«Sea-Watch 3»: La capitaine du navire, Carola Rackete, entendue par les magistrats italiens
AUDITION•Carole Rackete a été arrêtée le 29 juin pour avoir accosté de force, à Lampedusa, pour y faire débarquer des migrants secourus par son navire, le « Sea-Watch 3 »20 Minutes avec AFP
Poursuivie pour avoir accosté de force à Lampedusa (Italie), pour débarquer des migrants secourus en mer, Carola Rackete, la capitaine du Sea-Watch 3 a été convoquée, ce jeudi matin, par des procureurs du parquet d’Agrigente (Sicile), qui la soupçonnent d’aide à l’immigration clandestine.
Carole Rackete, 31 ans, a été arrêtée le 29 juin pour avoir pénétré dans les eaux territoriales italiennes malgré le veto mis par le ministre italien de l’Intérieur Matteo Salvini (extrême droite) puis accosté de force pour faire débarquer 40 migrants secourus par le Sea-Watch 3 et bloqués à son bord pendant plus de deux semaines.
Le Sea-Watch 3 reste sous séquestre dans le port sicilien de Licata
Trois jours plus tard, une juge a invalidé l’arrestation, estimant que l’accusation de violence envers un navire de guerre n’était pas constituée et que la jeune femme avait agi pour sauver des vies. Le parquet d’Agrigente s’est pourvu en cassation cette semaine contre cette décision, dans l’espoir d’obtenir une jurisprudence établie. Quelques jours après le Sea-Watch 3, le voilier Alex a accosté sans y être autorisé à Lampedusa et cela risque de se reproduire.
En attendant, le Sea-Watch 3 reste sous séquestre dans le port sicilien de Licata et Carola Rackete, libre de ses mouvements, est toujours visée par deux enquêtes, pour résistance à un officier en pénétrant de force dans les eaux italiennes et pour aide à l’immigration clandestine. L’audition de jeudi devait porter sur ce second point : pourquoi son équipage a-t-il secouru les migrants sans attendre les garde-côtes libyens et pourquoi a-t-elle fait route vers un port italien et non pas le port libyen proposé par les autorités de Tripoli, un port tunisien plus proche ou encore un port des Pays-Bas, dont son bateau arbore le pavillon ?

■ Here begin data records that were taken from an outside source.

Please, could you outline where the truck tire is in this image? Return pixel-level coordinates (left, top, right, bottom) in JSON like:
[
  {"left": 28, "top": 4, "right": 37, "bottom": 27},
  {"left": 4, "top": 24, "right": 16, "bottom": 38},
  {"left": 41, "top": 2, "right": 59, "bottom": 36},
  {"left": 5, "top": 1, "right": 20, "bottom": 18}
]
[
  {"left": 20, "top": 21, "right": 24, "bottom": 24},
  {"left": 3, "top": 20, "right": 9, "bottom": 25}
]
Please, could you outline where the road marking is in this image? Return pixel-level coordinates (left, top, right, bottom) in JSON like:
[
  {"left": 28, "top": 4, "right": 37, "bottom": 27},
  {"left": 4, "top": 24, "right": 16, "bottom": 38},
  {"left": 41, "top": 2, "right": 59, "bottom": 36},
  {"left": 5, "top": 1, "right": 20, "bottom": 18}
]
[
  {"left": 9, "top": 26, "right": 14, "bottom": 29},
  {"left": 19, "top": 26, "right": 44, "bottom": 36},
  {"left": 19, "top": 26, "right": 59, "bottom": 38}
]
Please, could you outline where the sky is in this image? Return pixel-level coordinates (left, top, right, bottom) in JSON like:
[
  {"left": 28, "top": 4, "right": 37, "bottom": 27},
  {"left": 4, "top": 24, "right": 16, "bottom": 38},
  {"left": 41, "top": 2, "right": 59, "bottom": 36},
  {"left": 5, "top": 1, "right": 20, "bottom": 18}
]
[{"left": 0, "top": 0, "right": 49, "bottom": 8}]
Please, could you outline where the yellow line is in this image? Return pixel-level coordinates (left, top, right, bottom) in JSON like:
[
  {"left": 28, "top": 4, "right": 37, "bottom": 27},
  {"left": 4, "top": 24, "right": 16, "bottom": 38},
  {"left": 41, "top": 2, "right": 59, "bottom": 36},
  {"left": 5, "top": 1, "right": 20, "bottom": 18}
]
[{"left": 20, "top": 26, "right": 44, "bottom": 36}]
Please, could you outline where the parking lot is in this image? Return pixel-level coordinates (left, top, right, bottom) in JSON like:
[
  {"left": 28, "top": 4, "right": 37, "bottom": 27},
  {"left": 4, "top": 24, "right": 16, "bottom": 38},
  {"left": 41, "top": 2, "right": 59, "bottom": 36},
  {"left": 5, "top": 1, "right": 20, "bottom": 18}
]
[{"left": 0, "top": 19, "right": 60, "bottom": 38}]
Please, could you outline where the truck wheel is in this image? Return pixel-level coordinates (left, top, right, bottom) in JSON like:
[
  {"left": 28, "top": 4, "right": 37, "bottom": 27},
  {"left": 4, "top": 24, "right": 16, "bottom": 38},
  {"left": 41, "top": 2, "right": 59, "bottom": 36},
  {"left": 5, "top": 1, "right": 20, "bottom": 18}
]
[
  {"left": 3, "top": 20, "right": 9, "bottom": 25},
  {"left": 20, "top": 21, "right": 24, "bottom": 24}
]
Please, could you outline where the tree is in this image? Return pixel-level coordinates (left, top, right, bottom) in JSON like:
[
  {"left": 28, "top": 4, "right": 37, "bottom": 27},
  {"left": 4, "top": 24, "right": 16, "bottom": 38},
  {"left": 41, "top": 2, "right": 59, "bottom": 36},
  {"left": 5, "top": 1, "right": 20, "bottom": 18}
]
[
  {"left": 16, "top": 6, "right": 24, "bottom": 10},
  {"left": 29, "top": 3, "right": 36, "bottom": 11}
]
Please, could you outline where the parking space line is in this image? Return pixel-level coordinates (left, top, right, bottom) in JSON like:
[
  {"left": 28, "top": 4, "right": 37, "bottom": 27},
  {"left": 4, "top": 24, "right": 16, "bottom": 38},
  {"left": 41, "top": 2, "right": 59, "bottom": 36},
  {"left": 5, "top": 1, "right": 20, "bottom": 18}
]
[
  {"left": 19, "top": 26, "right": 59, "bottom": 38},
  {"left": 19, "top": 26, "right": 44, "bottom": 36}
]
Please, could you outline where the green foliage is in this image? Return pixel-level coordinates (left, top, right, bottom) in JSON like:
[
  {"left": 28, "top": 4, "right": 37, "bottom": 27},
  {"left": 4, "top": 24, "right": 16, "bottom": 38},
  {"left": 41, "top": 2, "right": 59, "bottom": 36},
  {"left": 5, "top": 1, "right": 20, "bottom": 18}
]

Près de 1,4 million d’euros récoltés pour financer les frais de justice et l’ONG
Depuis près de deux ans, ces enquêtes sont quasi-systématiques pour les navires humanitaires faisant débarquer des migrants en Italie. En mars 2017, le bateau espagnol Open Arms avait été placé sous séquestre et ses deux responsables poursuivis pour avoir refusé de remettre des migrants aux garde-côtes libyens. Un juge avait levé les séquestres au bout d’un mois, au motif que la Libye n’était pas un pays sûr pour les migrants. Le parquet de Catane (Sicile) a récemment classé l’affaire sans suite pour les deux responsables.
Ce même parquet a aussi classé une enquête similaire contre l’ONG Sea-Watch après une opération de secours en janvier, concluant que les décisions de l’équipage étaient justifiées. Les manœuvres du Sea-Watch 3 fin juin ont cependant constitué une nouvelle étape dans la guerre d’usure que se livrent Matteo Salvini et les ONG de secours en mer. L’arrestation de la jeune capitaine a provoqué un vaste mouvement de soutien, concrétisé par les plus de 1,4 million d’euros collectés en quelques jours via Internet pour régler ses frais de justice et financer la poursuite des activités de l’ONG allemande.
Carola Rackete, une « emmerdeuse » et une « criminelle » pour Matteo Salvini
Le Parlement de Catalogne et la Ville de Paris ont annoncé leur intention de décorer Carola Rackete. L’annonce de Paris a provoqué la colère de l’extrême droite italienne, qui a relevé – tout comme l’ONG allemande d’ailleurs – le silence du gouvernement français pendant les 15 jours où la jeune capitaine a multiplié les appels en vue de trouver un port sûr pour les migrants secourus.
Parallèlement, Matteo Salvini est encore allé plus loin dans sa dénonciation des ONG « complices des passeurs », s’en prenant personnellement à Carola Rackete, qu’il a qualifiée pendant des semaines d'« emmerdeuse », de « criminelle ». La jeune femme a la semaine dernière porté plainte pour diffamation et incitation au délit, relevant que chaque message haineux du ministre italien sur les réseaux sociaux suscitait une floraison de commentaires encore plus sexistes, violents et menaçants.